# mouse scroll up broken??

## sa

I have newly compiled gentoo 1.2 for x86 w/xfree-r12 and my mouse scroll up doesnt work, has anyone else seen this on a pc? I found this on the ppc forumn, https://forums.gentoo.org/viewtopic.php?t=1987

but this doesnt help me, I have tried xfree r9 and r12 w/gcc2.95.3 and gcc3

xev gives no output from mouse scrollup but mouse scroll down works fine. 

my XF86Config has this:

Section "InputDevice"

        Identifier  "Mouse0"

        Driver      "mouse"

        Option      "Protocol" "IMPS/2"

        Option      "Device" "/dev/psaux"

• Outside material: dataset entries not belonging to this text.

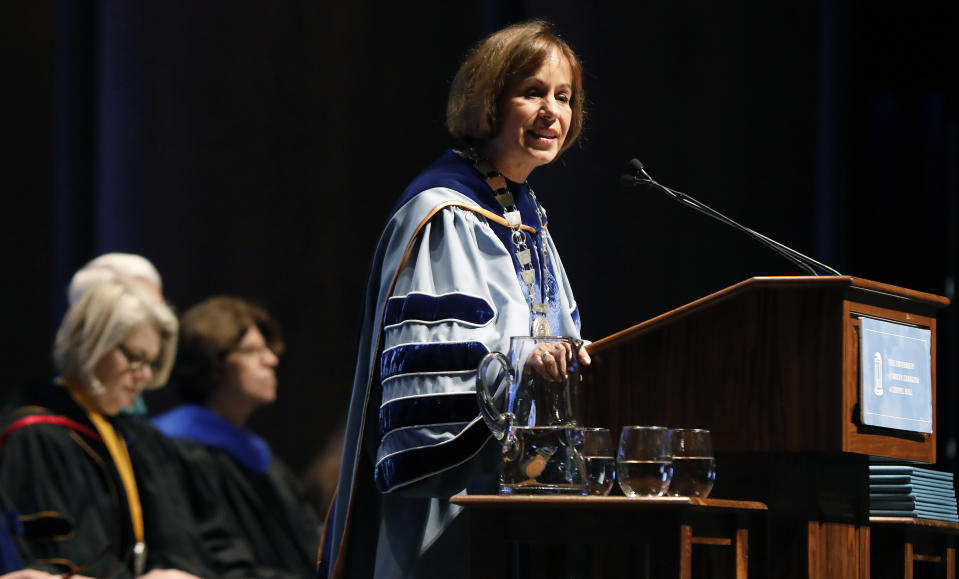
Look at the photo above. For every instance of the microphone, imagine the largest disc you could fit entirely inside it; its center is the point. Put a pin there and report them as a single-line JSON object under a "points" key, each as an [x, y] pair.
{"points": [[639, 176]]}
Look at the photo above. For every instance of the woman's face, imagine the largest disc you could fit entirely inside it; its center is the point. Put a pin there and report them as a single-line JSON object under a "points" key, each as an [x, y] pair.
{"points": [[125, 370], [249, 369], [534, 118]]}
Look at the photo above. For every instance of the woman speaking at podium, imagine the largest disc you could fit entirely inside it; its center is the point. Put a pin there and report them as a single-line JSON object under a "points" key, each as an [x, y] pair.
{"points": [[464, 262]]}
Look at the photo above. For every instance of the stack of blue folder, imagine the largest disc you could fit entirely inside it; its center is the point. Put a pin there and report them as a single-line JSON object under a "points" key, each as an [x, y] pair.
{"points": [[899, 489]]}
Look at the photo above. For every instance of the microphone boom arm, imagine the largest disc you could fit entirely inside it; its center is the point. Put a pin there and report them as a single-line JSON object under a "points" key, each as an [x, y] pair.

        Option      "ZAxisMapping" "4 5"

    Option      "Resolution"   "450"

EndSection

any suggestions??

thanks,

sa

----------

## sa

Hmm, I dont know who moved this in the hardware forumn, Its definatly not a hardware problem! Any ways I fixed it.

in me XF86Config-4:

Section "InputDevice"

        Identifier  "Mouse0"

        Driver      "mouse"

    Option      "Device"    "/dev/psaux"

    Option      "Protocol"  "ExplorerPS/2"

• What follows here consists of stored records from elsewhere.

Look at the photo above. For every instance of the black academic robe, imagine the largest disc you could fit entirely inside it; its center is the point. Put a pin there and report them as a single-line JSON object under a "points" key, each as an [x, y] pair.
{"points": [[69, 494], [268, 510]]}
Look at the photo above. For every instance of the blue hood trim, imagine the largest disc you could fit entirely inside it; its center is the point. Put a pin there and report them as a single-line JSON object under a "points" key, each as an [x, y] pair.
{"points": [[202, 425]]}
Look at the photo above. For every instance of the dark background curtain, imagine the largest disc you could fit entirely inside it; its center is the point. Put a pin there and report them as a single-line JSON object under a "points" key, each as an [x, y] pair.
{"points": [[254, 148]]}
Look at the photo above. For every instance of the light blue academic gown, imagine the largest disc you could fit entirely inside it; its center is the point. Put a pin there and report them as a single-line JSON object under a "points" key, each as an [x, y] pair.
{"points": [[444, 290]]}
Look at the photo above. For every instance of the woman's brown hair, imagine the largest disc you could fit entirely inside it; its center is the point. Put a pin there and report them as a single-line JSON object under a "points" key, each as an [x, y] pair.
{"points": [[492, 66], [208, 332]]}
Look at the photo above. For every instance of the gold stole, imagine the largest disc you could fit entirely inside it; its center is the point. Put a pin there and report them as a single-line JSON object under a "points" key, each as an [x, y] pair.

    Option      "Buttons"   "7"

    Option      "ZAxisMapping"  "6 7"

    Option      "Resolution"   "450"

EndSection

and in me ~/.Xclients

xmodmap -e "pointer = 1 2 3 6 7 4 5"&

This problem is weird it has never happened to me on any other distro' It didnt even happen when I had a linux from scratch box.   :Cool: 

----------